Whether looking to land a high-tech job or just pick up a little advice, surfing the Net can pay off.
So you’ve decided it’s time for a change — maybe a completely new job, or perhaps you need advice on dealing with an unbearable colleague. Searching the Internet is a convenient approach. You don’t have to leave your house or change out of your pajamas to do it, and job postings are available 24 hr a day, seven days a week. A look at them comes free of charge in many cases. Other advantages of on-line job hunting include elimination of geographic boundaries and long-distance phone charges.
As surfing the Net can be time-consuming, we’ve put together a list of Web sites worth visiting. Many of these URLs include links to similar sites.
It’s who you know
Networking is a valuable career tool, even on-line. Ask your colleagues what sites they find most useful. Job recruiters offer services on-line, but ask around. A referral from a colleague or acquaintance who has used one can be reassuring. The Riley Guide, a career advice page, has links to several recruiters’ sites.
Take advantage of those dues you fork over to professional organizations. Some have information and job listings open exclusively to members, though many offer career assistance and job banks to all. There is a wealth of job boards, for example Monster Board (www.monster.com), available on-line, but it’s also worthwhile to check out individual companies’ sites. They often list open positions. Autodesk even has a database linked to its home page, www.autodesk.com, for jobs that require knowledge of its software.
Cyberspace is a handy guide to the “real” world. Trade event schedules and job fairs, such as Westech, are listed on-line. The Web can also be a stepping stone to books. Try searching one of the Web bookseller conglomerates such as www.amazon.com for career-management book titles.
When choosing a job-search site, find out what companies are registered with the site, and thus who is receiving your resume, suggests Sally Richards, president of Richards Marketing which, among its services, provides on-line promotion for high-tech companies. She also suggests checking out how many hits a site gets.
Keeping a job search under wraps while maintaining your present job can be tricky. Consider a personal Internet account at home for job searches. Using an Internet connection at your present job is comparable to pocketing paper clips, maybe worse if your employer finds out you’ve been using company resources to land another position.
An advice page at ZoomJobs.com suggests, “You should be prepared in the unlikely event that your employer finds out about your efforts. Your response when confronted might be: ‘I test the market every three or four years. So far I’ve not found anything better than what I have. Don’t you think that’s a sensible way to run a career?’” The idea is to throw the employer “off guard.” If things do get ugly, the site advises getting a personnel director involved.
Let the jobs come to you
Listservs, or e-mail “newsletters,” are available from many organizations and job boards. You can often sign up to receive them at an organization’s Web site. They carry information on jobs and updates on professional events such as shows, conferences, and meetings.

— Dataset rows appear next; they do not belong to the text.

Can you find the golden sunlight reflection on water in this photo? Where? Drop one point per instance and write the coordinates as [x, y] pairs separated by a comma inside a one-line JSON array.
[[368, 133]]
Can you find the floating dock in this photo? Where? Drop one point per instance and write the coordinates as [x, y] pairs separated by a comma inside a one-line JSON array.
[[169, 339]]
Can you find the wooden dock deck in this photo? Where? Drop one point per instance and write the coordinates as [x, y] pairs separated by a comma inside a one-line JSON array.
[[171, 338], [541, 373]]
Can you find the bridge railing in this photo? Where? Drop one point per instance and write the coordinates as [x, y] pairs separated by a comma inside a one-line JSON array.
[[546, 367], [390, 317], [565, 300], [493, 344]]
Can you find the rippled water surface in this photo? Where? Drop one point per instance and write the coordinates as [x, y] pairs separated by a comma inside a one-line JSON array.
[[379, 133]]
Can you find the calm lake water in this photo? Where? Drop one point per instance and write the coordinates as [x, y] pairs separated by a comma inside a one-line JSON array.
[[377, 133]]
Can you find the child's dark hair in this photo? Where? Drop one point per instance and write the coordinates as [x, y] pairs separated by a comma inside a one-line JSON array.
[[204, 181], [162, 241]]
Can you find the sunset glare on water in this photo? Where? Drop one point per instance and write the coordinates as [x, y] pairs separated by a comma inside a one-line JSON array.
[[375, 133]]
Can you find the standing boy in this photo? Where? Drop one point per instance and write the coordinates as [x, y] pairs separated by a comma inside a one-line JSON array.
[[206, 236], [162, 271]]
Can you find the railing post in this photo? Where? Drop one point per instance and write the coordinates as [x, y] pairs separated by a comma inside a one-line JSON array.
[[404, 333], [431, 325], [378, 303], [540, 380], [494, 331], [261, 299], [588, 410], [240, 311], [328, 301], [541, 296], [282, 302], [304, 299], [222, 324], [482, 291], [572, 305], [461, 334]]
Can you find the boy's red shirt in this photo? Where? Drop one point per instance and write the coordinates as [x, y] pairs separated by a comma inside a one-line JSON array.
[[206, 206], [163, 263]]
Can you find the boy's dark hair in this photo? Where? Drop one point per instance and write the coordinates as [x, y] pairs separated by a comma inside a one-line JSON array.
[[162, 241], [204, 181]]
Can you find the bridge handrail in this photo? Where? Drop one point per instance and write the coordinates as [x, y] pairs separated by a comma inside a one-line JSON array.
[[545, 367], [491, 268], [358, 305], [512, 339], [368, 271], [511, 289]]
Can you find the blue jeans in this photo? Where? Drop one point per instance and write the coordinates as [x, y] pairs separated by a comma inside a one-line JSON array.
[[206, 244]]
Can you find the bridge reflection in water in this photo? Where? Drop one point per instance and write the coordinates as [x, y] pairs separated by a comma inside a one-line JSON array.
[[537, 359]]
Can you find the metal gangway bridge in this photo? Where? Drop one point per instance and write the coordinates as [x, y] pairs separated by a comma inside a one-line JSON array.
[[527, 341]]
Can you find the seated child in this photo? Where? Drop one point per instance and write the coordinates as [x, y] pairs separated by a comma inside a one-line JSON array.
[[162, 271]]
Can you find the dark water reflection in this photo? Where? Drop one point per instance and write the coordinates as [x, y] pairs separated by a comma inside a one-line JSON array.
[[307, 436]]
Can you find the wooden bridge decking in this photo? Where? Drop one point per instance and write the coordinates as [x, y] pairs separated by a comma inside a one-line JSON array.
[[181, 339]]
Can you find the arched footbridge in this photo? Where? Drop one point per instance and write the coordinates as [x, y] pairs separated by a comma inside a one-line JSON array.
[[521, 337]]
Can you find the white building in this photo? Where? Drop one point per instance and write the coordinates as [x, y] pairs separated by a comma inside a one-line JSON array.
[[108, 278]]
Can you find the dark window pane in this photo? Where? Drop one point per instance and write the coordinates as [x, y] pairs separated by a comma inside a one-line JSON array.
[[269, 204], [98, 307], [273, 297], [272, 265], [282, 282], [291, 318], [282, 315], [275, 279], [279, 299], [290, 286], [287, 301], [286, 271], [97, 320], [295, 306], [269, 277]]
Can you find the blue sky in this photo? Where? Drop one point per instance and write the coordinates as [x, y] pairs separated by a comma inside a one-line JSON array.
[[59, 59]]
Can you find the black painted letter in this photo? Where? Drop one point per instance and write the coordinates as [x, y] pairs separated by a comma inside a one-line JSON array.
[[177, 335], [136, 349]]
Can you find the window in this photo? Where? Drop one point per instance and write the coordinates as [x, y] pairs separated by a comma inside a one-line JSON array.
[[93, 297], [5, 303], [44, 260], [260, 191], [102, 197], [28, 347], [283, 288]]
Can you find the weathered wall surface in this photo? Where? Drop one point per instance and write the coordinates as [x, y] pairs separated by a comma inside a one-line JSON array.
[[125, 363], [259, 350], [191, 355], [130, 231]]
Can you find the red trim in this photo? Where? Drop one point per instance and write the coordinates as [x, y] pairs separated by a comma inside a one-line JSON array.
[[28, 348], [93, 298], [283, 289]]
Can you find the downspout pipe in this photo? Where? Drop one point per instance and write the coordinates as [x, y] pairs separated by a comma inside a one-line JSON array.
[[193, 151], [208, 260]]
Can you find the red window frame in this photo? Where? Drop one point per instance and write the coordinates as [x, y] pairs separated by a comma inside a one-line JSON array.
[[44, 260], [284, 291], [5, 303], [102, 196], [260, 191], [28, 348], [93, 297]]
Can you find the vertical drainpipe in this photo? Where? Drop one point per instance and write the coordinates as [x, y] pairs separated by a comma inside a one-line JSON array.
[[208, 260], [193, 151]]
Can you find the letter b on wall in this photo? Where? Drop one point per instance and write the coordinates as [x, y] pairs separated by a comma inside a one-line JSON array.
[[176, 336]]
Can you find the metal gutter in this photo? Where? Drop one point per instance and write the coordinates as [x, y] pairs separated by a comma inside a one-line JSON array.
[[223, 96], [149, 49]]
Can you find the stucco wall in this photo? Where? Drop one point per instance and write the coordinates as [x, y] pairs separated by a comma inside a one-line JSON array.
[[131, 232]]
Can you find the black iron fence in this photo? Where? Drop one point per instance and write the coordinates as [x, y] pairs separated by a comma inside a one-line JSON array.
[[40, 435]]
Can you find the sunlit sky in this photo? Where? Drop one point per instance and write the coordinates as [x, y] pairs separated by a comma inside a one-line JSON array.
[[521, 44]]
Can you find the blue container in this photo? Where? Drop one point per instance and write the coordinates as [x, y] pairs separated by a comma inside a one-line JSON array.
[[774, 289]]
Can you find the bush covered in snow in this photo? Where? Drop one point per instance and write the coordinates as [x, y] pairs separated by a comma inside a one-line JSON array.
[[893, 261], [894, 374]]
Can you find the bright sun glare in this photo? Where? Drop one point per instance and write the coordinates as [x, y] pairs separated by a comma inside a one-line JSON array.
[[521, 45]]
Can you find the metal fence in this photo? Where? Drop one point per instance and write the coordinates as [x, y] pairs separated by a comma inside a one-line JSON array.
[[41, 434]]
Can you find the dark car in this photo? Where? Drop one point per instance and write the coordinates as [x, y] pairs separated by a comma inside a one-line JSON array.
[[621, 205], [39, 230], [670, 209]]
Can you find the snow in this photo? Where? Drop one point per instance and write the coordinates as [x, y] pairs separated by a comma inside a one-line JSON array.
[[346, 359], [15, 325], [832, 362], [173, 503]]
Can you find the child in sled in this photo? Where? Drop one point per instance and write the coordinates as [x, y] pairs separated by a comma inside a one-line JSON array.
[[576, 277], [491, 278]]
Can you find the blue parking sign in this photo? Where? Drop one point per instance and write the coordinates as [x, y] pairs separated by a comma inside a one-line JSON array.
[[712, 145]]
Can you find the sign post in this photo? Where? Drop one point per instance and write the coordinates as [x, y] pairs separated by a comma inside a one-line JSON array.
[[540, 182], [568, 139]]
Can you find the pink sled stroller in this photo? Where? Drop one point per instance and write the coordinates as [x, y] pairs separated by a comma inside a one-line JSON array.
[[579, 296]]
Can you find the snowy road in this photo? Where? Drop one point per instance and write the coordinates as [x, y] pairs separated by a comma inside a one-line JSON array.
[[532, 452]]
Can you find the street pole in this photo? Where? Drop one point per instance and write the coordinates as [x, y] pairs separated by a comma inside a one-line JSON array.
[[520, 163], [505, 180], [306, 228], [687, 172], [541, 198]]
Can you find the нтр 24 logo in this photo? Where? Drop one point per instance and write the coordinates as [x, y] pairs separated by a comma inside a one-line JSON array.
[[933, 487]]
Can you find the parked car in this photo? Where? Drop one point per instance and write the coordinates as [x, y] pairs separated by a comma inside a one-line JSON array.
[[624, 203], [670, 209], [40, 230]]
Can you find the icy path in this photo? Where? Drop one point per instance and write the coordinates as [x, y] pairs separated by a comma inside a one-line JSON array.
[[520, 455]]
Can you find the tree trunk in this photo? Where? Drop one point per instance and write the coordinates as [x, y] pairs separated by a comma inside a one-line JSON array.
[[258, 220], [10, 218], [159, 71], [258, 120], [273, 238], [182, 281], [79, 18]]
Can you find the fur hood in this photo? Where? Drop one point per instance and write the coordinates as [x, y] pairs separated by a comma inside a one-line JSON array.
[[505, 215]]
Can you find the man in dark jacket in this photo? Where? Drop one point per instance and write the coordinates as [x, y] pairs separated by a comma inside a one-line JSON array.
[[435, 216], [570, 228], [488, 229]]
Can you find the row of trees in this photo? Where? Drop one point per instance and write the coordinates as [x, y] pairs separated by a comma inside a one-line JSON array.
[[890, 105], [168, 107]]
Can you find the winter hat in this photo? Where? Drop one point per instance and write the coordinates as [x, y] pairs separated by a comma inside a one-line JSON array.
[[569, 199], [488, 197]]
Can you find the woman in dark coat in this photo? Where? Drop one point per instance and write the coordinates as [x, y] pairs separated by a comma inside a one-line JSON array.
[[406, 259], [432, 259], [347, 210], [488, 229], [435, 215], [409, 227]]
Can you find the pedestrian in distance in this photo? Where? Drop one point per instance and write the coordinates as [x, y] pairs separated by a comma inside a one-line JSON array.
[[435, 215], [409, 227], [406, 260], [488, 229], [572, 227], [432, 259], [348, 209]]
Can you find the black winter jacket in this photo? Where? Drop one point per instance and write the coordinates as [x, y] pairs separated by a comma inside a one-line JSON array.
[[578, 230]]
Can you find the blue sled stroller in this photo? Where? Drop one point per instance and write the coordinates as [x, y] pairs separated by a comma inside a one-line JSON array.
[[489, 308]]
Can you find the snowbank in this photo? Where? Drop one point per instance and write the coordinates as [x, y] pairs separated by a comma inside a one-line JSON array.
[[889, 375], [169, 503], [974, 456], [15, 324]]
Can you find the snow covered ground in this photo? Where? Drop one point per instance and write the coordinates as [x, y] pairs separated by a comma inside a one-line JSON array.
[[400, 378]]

An example is P.J. Scout at NationJob Network, www.nationjob.com. Once you sign up for this free service and specify the kind of job you’re looking for, the site will regularly e-mail you with new jobs that meet your qualifications. The update e-mails link to the NationJob Web page for full-length job descriptions. The service is free and confidential.
E-mail lists are not as time-consuming as searching the Internet on your own, but perhaps are not the best approach for those in dire need of a new position. The more proactive seeker may want to post a resume on-line.
“Keep it simple. Resumes are sorted by keywords, so anyone posting a resume should be really clear about what job title they’re seeking and what they’ve done in the past,” says Richards.
She also says, “Make sure your resume is posted exactly as the directions on the site read. They do not reformat your resume, so you could be wasting your time. Also, don’t use any odd punctuation that may reformat itself.”
And what’s the biggest mistake Internet job seekers make according to Richards? “Being passive. If you’re not getting results, keep looking. The Web is just like a bulletin board. If you aren’t getting calls, move on to the next Web site. Keep pushing and be very aggressive.”
Margaret F. Dikel, author for the Riley Guide, www.dbm.com/jobguide, proposes that a Web search comprise only a quarter of your entire job search, unless you’re searching for a high-tech, computer-based job. Even then, she suggests devoting only half of your energy to an Internet search.